Auch wenn für Ludwig Paischer laut eigenen Zielsetzungen nur noch Titel wirklich zählen, steckt er das Zweitrunden-Aus bei der WM in Paris gegen den Russen Beslan Mudranov fast erstaunlich gut weg.

Der Salzburger wirkt nach seinem Kampf zwar alles andere als glücklich, doch Trübsal blasen sieht definitiv anders aus. Wie kommt das?

„Das ist ganz einfach: Ich habe schon lange nicht mehr so stark gekämpft wie heute“, erklärt der 29-Jährige nüchtern, um anschließend noch konkreter zu werden. „Ich glaube sogar, das war meine beste Leistung seit der EM 2010“, wo er im Wiener Dusika-Stadion Silber holte.

„Erstbesteigung“ macht Mut

Im riesigen Palais Omnisport reichte es zwar bei Weitem nicht zu Silber, dennoch nimmt der 60-kg-Kämpfer viel Positives mit.

„Ich habe mir selbst wieder bewiesen, dass ich jeden auf der Welt schlagen kann. Das ist sehr wichtig für mich“, ergänzt der Vize-Weltmeister von 2005. Zumal auch die Auslosung alles andere als einfach war.

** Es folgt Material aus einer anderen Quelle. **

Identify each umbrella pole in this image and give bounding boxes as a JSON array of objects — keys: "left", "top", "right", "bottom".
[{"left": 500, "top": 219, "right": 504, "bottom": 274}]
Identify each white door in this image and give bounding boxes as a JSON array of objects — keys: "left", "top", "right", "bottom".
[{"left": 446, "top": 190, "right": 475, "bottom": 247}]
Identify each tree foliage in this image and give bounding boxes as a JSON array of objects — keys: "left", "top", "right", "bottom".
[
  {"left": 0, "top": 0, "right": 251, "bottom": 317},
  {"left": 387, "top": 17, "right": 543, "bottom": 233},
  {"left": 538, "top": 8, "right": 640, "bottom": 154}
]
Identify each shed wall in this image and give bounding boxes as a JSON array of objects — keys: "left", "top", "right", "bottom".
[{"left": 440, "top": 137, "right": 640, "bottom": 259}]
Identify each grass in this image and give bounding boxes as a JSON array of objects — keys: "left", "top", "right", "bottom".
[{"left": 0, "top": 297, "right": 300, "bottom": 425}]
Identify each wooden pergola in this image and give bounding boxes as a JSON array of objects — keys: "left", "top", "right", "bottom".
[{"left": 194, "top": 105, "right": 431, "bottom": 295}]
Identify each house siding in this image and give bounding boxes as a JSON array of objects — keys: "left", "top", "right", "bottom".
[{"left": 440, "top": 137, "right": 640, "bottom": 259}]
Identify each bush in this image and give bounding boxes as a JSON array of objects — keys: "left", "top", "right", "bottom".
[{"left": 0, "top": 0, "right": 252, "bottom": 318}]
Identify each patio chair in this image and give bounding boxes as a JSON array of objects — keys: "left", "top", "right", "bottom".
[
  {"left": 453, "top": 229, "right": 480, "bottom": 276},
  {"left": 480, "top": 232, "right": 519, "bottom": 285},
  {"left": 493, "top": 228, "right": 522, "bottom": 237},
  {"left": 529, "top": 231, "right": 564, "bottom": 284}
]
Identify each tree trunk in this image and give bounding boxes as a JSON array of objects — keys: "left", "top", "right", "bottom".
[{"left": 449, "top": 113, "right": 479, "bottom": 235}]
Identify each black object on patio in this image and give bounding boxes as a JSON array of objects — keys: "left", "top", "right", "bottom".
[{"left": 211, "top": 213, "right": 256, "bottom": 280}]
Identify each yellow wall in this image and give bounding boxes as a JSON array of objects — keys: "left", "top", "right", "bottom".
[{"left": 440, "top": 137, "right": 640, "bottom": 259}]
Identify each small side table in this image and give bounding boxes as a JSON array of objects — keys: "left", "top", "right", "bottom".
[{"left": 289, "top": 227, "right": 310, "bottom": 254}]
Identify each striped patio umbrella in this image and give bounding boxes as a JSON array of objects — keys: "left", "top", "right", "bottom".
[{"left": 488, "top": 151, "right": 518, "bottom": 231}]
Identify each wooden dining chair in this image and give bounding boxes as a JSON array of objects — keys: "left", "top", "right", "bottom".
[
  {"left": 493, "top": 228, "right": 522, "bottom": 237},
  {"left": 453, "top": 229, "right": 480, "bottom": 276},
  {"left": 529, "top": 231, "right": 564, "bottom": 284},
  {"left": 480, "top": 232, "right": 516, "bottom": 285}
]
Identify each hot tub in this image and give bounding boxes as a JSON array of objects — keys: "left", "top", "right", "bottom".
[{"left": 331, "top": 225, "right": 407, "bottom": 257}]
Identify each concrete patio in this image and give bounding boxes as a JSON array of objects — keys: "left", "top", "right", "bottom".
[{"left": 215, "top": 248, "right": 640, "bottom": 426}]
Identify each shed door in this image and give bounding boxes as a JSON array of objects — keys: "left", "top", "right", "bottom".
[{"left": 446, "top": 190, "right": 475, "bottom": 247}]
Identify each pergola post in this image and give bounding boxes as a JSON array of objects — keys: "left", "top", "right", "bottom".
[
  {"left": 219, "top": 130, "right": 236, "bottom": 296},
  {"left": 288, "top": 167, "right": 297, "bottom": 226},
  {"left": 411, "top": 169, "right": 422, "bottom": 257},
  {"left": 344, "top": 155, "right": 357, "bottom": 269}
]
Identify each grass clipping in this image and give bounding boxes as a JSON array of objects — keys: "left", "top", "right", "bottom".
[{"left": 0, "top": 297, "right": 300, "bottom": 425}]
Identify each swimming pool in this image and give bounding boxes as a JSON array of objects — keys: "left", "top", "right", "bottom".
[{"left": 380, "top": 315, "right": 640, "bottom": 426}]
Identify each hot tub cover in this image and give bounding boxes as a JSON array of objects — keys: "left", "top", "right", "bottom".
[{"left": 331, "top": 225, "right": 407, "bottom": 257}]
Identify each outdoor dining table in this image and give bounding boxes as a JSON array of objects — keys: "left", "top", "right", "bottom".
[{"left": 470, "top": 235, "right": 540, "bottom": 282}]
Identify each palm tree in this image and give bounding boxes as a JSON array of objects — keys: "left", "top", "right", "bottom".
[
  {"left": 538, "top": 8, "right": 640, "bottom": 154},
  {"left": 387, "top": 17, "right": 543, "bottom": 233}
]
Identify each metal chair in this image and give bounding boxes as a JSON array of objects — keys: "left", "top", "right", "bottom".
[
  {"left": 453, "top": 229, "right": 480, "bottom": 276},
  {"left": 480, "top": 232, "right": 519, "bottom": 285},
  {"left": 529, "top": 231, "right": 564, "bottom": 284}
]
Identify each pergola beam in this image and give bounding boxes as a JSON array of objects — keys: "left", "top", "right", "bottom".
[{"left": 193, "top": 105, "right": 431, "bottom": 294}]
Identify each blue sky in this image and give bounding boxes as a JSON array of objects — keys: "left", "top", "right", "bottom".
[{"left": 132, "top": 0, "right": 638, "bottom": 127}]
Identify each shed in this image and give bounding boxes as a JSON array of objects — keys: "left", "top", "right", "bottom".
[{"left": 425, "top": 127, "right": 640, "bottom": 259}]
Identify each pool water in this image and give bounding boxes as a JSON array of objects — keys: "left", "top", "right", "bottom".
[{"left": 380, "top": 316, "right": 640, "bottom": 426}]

„Gegen Nijat Shikhalizade (AZE; Anm.) habe ich davor dreimal gekämpft und dreimal bin ich nie länger als eine Minute gestanden. Den gleich als Auftaktgegner zu bekommen, ist ungefähr so, als würde einem Bergsteiger der K2 zugelost.“

Im vierten Anlauf folgte vor allem dank Paischers Ausgebufftheit am Boden die „Erstbesteigung“.

Der Knackpunkt

Das Aus gegen Mudranov schmerzt dennoch. Noch dazu weil der zweifache Europameister bereits mit einer Waza-ari-Wertung in Führung lag. Die entscheidende Szene folgte aber eineinhalb Minuten vor Schluss und hinterließ einen fahlen Nachgeschmack.

Der Kampfrichter unterbrach den vermeintlich vorentscheidenden Angriff Paischers. „Das darf er nicht. Den muss er abwarten, dann hätte er gesehen, dass es eine Wertung geworden wäre.“ Statt dem erhofften zweiten Waza-ari kassierte der ÖJV-Athlet die zweite Bestrafung.

„Dadurch musste ich meine Strategie umstellen, da ich ansonsten Gefahr lief, noch eine dritte Bestrafung zu bekommen. In diesem Moment hat er mir allerdings in den Nacken gegriffen und mich überrumpelt“, schildert Paischer, wie er vom Russen letztendlich mit Ippon durch einen Beinwurf (O-uchi-gari) aus dem Turnier befördert wurde.

Keine Turbulenzen im privaten Umfeld

Paischer, der sich durch seine Leistung in seiner WM-Vorbereitung bestätigt sieht, legt nun eine kleine Schaffenspause ein. Erholung, genauer gesagt Urlaub in New York und Jamaika, steht auf dem Programm.

Mit dabei ist auch seine Freundin Johanna. Jüngste Gerüchte, die zwischen Beziehungsaus und Schwangerschaft wankten, wischt er vom Tisch. „Das ist alles Blödsinn, weder das eine noch das andere stimmt.“

Am Mittwoch steigen mit Sabrina Filzmoser (bis 57 kg) und Peter Scharinger (bis 73 kg) gleich zwei ÖJV-Starter auf die Matte. Vielleicht haben die das Quentchen Glück, dass Paischer am Eröffnungstag noch fehlte.